= Puy d'Arras =

The Puy d'Arras, called in its own day the Puy Notre-Dame, was a medieval poetical society formed in Arras for holding contests between trouvères and pour maintenir amour et joie (for maintaining love and joy, i.e. the courtly love lyric). The term puy is Old French for "place of eminence", from Latin podium. The president of the Puy, elected annually, was titled the Prince du Puy, and he presided over the competitions, which were decided by panels of judges.
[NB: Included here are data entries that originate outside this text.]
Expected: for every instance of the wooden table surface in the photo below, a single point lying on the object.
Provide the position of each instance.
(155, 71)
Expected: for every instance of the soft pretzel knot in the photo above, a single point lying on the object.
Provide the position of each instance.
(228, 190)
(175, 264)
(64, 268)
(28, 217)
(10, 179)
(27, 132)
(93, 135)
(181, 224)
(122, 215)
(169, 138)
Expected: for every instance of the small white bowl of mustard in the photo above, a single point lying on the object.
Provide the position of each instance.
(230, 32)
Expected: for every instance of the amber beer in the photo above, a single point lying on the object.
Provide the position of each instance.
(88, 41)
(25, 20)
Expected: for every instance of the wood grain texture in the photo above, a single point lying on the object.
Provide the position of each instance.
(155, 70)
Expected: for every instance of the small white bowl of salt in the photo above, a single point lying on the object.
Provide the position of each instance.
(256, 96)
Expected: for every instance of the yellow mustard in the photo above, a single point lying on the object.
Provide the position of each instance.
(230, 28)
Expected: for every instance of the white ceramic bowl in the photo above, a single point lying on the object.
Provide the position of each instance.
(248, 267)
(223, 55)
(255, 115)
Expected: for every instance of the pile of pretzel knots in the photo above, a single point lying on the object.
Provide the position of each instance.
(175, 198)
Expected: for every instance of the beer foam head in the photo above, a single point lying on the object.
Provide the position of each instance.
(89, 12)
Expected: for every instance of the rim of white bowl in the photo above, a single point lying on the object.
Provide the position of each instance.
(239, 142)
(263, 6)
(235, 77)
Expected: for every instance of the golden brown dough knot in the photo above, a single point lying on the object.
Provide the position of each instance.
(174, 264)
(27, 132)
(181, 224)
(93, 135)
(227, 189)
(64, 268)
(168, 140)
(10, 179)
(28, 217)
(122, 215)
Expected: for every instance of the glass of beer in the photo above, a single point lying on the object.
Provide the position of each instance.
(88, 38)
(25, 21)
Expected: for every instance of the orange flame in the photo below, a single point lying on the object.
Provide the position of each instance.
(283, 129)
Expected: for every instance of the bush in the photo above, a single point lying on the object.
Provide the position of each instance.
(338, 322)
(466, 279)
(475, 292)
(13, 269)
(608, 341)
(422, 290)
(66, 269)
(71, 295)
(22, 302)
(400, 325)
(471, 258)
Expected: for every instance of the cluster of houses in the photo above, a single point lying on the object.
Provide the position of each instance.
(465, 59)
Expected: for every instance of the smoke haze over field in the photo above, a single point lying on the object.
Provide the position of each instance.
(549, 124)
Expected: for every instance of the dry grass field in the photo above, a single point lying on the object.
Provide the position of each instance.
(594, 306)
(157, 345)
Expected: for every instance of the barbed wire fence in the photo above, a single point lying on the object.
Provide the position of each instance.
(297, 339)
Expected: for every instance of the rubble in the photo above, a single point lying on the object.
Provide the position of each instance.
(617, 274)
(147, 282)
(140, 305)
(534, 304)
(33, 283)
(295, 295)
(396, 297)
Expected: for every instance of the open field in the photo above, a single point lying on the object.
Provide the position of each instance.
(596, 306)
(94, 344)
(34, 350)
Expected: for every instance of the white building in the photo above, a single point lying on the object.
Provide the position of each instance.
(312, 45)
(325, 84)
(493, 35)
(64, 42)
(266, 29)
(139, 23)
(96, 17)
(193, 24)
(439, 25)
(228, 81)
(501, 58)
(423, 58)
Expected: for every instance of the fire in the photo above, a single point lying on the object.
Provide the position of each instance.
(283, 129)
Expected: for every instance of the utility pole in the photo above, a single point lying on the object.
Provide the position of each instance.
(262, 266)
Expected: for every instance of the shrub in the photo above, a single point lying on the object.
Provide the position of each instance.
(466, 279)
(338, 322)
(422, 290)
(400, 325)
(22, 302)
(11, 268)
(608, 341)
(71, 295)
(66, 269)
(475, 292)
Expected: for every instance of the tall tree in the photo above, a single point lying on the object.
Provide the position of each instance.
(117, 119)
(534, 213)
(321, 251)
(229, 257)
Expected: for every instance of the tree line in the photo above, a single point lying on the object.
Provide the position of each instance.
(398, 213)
The Puy was under the nominal patronage of the Virgin Mary, referred to as "Notre Dame du Puy d'Arras". Other puys under her patronage were founded at Amiens, Boulogne-sur-Mer, Caen, Évreux, and Rouen.

The Puy is less well-documented than the contemporary Confrérie des jongleurs et bourgeois d'Arras, and there is disagreement over whether they were one and the same society. The statutes of the Puy d'Arras do not survive, only the later ones of the Puy d'Amiens from 1471 shed any light on the nature of the laws of the puys. The Puy d'Arras was, unlike the Confrérie, neither social nor religious in conception. It was the creation of the urban patriciate, the wealthy and noble, plus some others, possibly those excluded from the Confrérie, who determined to maintain the courtly tradition. The Puy was thus more conservative than the Confrérie.

The poets Andrieu Contredit d'Arras and Jean de Renti (criticisingly) make mention of it and its contests. Jean Bretel mentions it in his works and he is recorded elsewhere as having served a term as Prince. Undoubtedly the highest personage to attend the Puy's festivals was Theobald I of Navarre. The high standing of the Puy is evidenced in the thirteenth-century poem Dit artésien.

By the nature of its activities, one of the favoured verse forms of the Puy was the jeu parti. Women could also participate in the Puy, both as contestants, audience members, and as judges. It has been suggested that the chansonnier known as trouvère manuscript R was compiled from oral performance at the Puy d'Arras.